- Directed by: William Cheung Ki
- Written by: Chan Wa Cheung San Yee
- Produced by: Chang Yan Tao See Lai Woo
- Starring: John Liu Don Wong Tao Eagle Han-ying
- Cinematography: William Cheung Ki
- Distributed by: Kee Woo Films
- Release date: 1979;
- Running time: 82 minutes
- Country: Hong Kong
- Language: Cantonese

= Death Duel of Kung Fu =

1979 Hong Kong film by William Cheung Ki

Death Duel of Kung Fu is 1979 Hong Kong martial art movie, directed by William Cheung Ki and starring John Liu, Don Wong Tao and Eagle Han-ying. It is also known as Showdown of the Master Warriors and Return of the Secret Rivals as an alternate title. With in say, the movie has no relationship with the Secret Rivals trilogy but most of the filming locations took places in South Korea although the story is set in China, which makes the result that it makes a similar storyline as Secret Rivals. It is also Eagle Han-ying`s first Hong Kong movie debut.

==Plot==
It opens with the top fighter and general Sun Chin Qwei (Don Wong) kills marshall Tao and heads to the Taiwan to join the army however it is later pursued by the lord To Ko Lam (Eagle Han). Qwei escapes and along the way he fell in love with the Japanese girl Keigi who is actually a descent of To Ko Lam but later fall in love with Qwei. Meanwhile, northern kick boxing champion Sun Hsun (John Liu) is giving an Sun Chin Qwei a hard time but later they join forces together to defeat To Ko Lam.

==Casts==
- John Liu as Sun Hsun
- Don Wong Tao as Sun Chin Qwei
- Eagle Han as To Ko Lam
- Kim Chung Ja as Keigi
- Wu Jia Xiang as Marshall Tao (cameo)
- Chan Yiu Lam as Ka Yee Kee
- Peter Chan as Marshall Tao`s assistant (cameo)
- Chung Fat as To Ko Lam`s sword fighter
- King Lee Chung as To Ko Lam`s swords fighter
- Cheung Tin Ho (extra)
- Gam Hing Ji (extra)
- Chin Yuet Sang (stunts)
- Lam Hak Ming (extra)
- Mang Hoi (extra, stunts)

==Reception==
The movie got positive receptions. IMDb gave 6.4/10 and Amazon.com gave 4.1/5.

==Production and impact==
The movie was filmed in South Korea. Some of the locations took from the same location from the Secret Rivals. Once again Don Wong and John Liu teamed up together, except this time the villain was replaced to Eagle Han-ying instead of Hwang Jang Lee. Rumors have heard Hwang Jang Lee was supposed to return to Don Wong and John Liu however being that Hwang Jang Lee was already working on in Hong Kong for the movies such as Dance of the Drunken Mantis and Hell`s Windstaff for 1979. This results to give a leading villain role for Eagle Han who numerously worked for the low budget movies (such as Bruce Le`s Return of the Red Tiger.) in South Korea.

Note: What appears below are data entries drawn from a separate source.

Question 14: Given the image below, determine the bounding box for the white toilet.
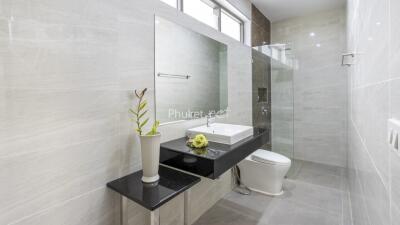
[238,149,291,195]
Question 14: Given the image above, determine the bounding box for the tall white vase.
[140,134,161,183]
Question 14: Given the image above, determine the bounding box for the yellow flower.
[192,134,208,148]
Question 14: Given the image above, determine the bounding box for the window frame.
[218,7,244,43]
[176,0,244,43]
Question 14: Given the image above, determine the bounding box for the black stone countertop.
[160,128,268,179]
[107,166,200,211]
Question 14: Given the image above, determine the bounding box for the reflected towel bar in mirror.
[157,73,191,79]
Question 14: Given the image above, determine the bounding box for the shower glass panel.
[253,44,297,176]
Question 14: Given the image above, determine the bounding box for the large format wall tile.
[348,0,400,225]
[0,0,252,225]
[272,9,347,167]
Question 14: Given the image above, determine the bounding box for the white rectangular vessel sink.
[186,123,253,145]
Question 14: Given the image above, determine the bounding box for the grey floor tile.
[195,161,352,225]
[260,200,342,225]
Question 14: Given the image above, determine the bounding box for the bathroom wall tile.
[390,151,400,210]
[390,0,400,77]
[352,83,389,187]
[390,204,400,225]
[272,9,347,167]
[0,0,252,225]
[390,79,400,120]
[0,136,120,224]
[13,187,118,225]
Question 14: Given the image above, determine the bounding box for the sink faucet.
[207,113,214,127]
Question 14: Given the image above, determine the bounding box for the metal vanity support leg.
[146,209,160,225]
[120,195,128,225]
[183,190,190,225]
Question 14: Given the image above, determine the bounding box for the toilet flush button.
[393,132,399,151]
[388,118,400,154]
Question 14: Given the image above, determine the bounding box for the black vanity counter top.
[160,128,268,179]
[107,165,200,211]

The success of the movie will later give him more villain roles in Kim Jeong Young`s movies. Nevertheless, this was John Liu`s last Korean and Hong Kong production film and will later working on Hong Kong industry. Don Wong however will later team up with Eagle Han several times again in films such as lost film Quick Step Mantis and Wild Panther (1984).

Some of the film's stunt performers from Sammo Hung's stunt team, served as a choreographer and stunt doubles for this film, including Chung Fat, Chin Yuet Sang, and Mang Hoi whom served as a main stunt co-ordinator and stun-double for John Liu.